From the “I’m talking to an idiot look” she was giving he assumed he was supposed to know something he clearly didn’t.
“Unless you told them how sick I really am, no one in my family is going to call me or visit me. So I’m not surprised no one returned your call.”
Colin sat there in stunned disbelief. He knew how close her family was, so to discover they had not and would not call was a shock.
“Why doesn’t it surprise you?”
She crossed her arms and harrumphed. He wasn’t sure if it was at him or her family.
“When I was seventeen I had to have my tonsils out. I hated every minute of it. I had a bad reaction to the anesthesia, and it made me sicker. I vomited for days. I was so miserable I made everyone around me miserable. My dad hid at the office. Morgan suddenly had to go to some basketball camp, and Case had to spend the summer working for my grandpa as his assistant. My mom, out of desperation, asked the housekeeper to take care of me so she didn’t kill me. So if you called my family and told them I’m sick, they will ignore you, and hope you take care of me. They usually only last about two days with me when I’m sick.”
By the time Brynn was done with her explanation Colin was laughing so hard he had tears running down his face. The image of her driving away her family was too much for him.
Brynn looked at Colin.
This was the first time she had seen him since the wedding. When Morgan had asked her to housesit while they were gone, she had taken it as a sign she needed to start returning to life.

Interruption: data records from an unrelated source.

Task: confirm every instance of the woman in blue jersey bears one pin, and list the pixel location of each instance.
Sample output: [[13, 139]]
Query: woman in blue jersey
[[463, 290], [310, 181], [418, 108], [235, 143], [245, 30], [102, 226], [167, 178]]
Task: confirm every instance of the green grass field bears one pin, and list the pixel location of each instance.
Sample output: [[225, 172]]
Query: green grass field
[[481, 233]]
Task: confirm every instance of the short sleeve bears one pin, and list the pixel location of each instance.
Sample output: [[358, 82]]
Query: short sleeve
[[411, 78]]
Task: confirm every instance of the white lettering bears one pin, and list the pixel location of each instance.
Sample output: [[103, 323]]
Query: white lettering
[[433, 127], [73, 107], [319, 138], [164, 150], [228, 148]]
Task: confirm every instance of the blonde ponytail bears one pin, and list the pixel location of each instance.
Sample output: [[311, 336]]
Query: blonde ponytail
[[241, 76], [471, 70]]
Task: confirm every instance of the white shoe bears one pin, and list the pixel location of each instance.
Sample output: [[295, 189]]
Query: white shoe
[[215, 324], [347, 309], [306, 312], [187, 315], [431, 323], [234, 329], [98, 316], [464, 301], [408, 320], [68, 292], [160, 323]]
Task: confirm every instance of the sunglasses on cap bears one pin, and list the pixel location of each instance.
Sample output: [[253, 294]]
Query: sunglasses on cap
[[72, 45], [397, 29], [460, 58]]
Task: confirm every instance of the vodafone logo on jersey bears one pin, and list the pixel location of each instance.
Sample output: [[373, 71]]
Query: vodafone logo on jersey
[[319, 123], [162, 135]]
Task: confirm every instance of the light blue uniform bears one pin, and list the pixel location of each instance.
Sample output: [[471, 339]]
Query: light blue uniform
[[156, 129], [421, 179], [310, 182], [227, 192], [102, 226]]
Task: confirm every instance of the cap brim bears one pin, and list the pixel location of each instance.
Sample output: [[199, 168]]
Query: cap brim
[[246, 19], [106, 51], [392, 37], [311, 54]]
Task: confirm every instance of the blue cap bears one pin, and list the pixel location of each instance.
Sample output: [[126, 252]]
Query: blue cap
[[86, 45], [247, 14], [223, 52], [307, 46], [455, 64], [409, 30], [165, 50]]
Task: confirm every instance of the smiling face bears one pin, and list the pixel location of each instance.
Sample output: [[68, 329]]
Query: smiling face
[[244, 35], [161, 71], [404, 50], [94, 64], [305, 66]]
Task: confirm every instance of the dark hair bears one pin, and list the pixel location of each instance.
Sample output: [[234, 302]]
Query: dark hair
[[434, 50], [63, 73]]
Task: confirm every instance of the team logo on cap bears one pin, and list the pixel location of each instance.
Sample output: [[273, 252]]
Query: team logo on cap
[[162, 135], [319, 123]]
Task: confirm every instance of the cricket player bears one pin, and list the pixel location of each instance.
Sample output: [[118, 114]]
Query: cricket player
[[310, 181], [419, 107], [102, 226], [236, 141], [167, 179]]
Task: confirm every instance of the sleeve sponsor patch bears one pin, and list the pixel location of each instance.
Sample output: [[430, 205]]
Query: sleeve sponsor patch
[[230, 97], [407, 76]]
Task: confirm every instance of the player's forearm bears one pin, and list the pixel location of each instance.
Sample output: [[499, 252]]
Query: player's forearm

That meant facing everything Colin made her feel.
Of all the scenarios she had played in her mind when saw him again, being at Colin’s mercy wasn’t one of them.
She wanted to be in control of the situation.
Not be stuck in a hospital bed and certainly not feeling like she’d been on the losing end of a battle with a real, full-sized, yellow Tonka truck. She was hot, and sweaty, her body ached from the roots of her hair to the skin on the soles of her feet, and she was moments away from crying all the time. It wasn’t those pretty tears either, but instead the giant crocodile tears that made your face swell, your eyes turn all red and blotchy, and your nose run. Finally, to make matters worse she couldn’t brush her teeth, and she really wanted to brush her teeth.
“So why are you here? Don’t you need to make sure the criminals stay away?” She cringed inwardly at the bitchiness in her voice. She hated acting that way. It was the complete opposite of who she really was.
Colin leaned back in the chair he had commandeered and stretched out in, wiping the moisture from his face. It wasn’t funny how her family acted when she was sick, but she was the only one who thought that.
“I’m here because not one single member of your family answered his or her phone last night. Nor have they called to check up on you and, according to your doctor, you need someone to stay with you to make sure you take it easy and don’t overexert your heart. It took quite a beating. Not to mention your ruptured appendix. Ryan, the chicken shit, left a message for me at work asking me to take care of you. So what do you need?”
Brynn couldn’t tell whether Colin was happy or angry about having to take care of her. She had mixed emotions about it. It had been a long time since someone other than her family had taken care of her, and it hurt too much to think about the last person who’d taken care of her. Over the years she’d erected a wall as sturdy as the Great Wall of China around the part of her that craved having someone to lean on, to take care of her when she needed it.
She had a feeling, however, that if anyone could breach that wall it was Colin. Whether she wanted him to or not was the question.